As I indicated at the beginning, why-Romney-will-have-lost is a ridiculous game to be playing. Early voting has just started. Everyone who cares should just go all-out for their candidate and see what happens. It’s not like the why-Mitt-lost argument will be over by Election Day.

But … it’s so irresistible for any political junkie. I have to play. So here’s my thinking: At its root these days, the conservative movement is based on myths rather than facts. And the biggest myth of all is: conservatism is popular.

In conservative mythology, all real Americans are conservatives — unless they’ve been bamboozled by the liberal media or cowed by false accusations of racism or corrupted into dependency on government programs.

So if conservatives lose elections, there can only be a few explanations: voter fraud or the personal failings of a candidate or the media being “in the tank” for liberals. Otherwise, the problem was that the candidate just wasn’t conservative enough. He wasn’t a true believer. He didn’t put forward the full force of conservatism’s case.

The real explanation for Romney’s troubles is that conservatism just isn’t popular. He looked electable when he looked fuzzy — maybe he was a conservative, maybe he was a moderate. Remember his governorship in Massachusetts?

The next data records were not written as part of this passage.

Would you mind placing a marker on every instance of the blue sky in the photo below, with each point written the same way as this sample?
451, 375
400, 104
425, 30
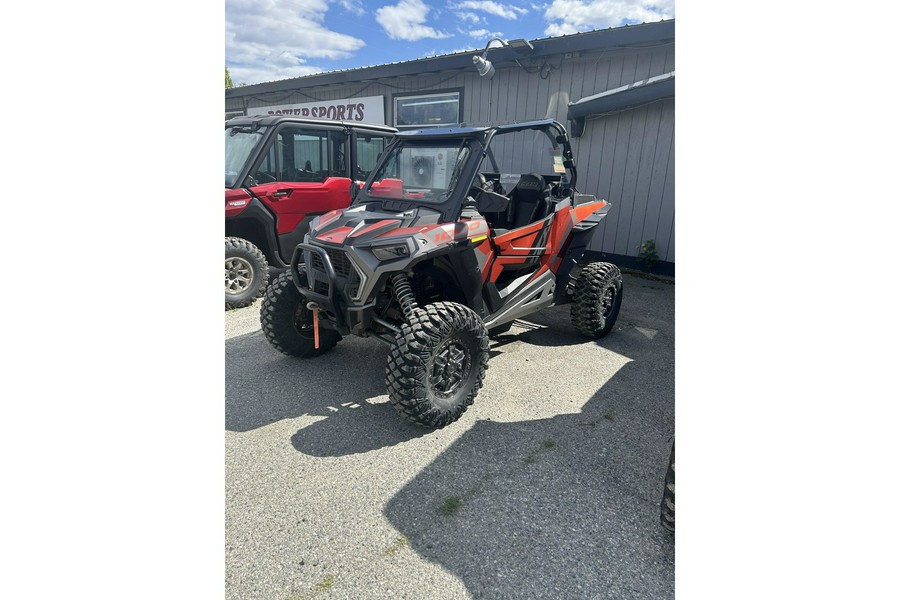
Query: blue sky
269, 40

But the base couldn’t stand that fuzziness and Romney couldn’t win without them, so he was forced to define himself more and more as a conservative. Paul Ryan sealed the deal.

Republicans need to get their moderates back. They can continue to hold conservative ideals, but they need to reassure the country that they can compromise and be part of a governing coalition, as Reagan was. Right now that’s not true. Until it is, their national candidates will be in trouble.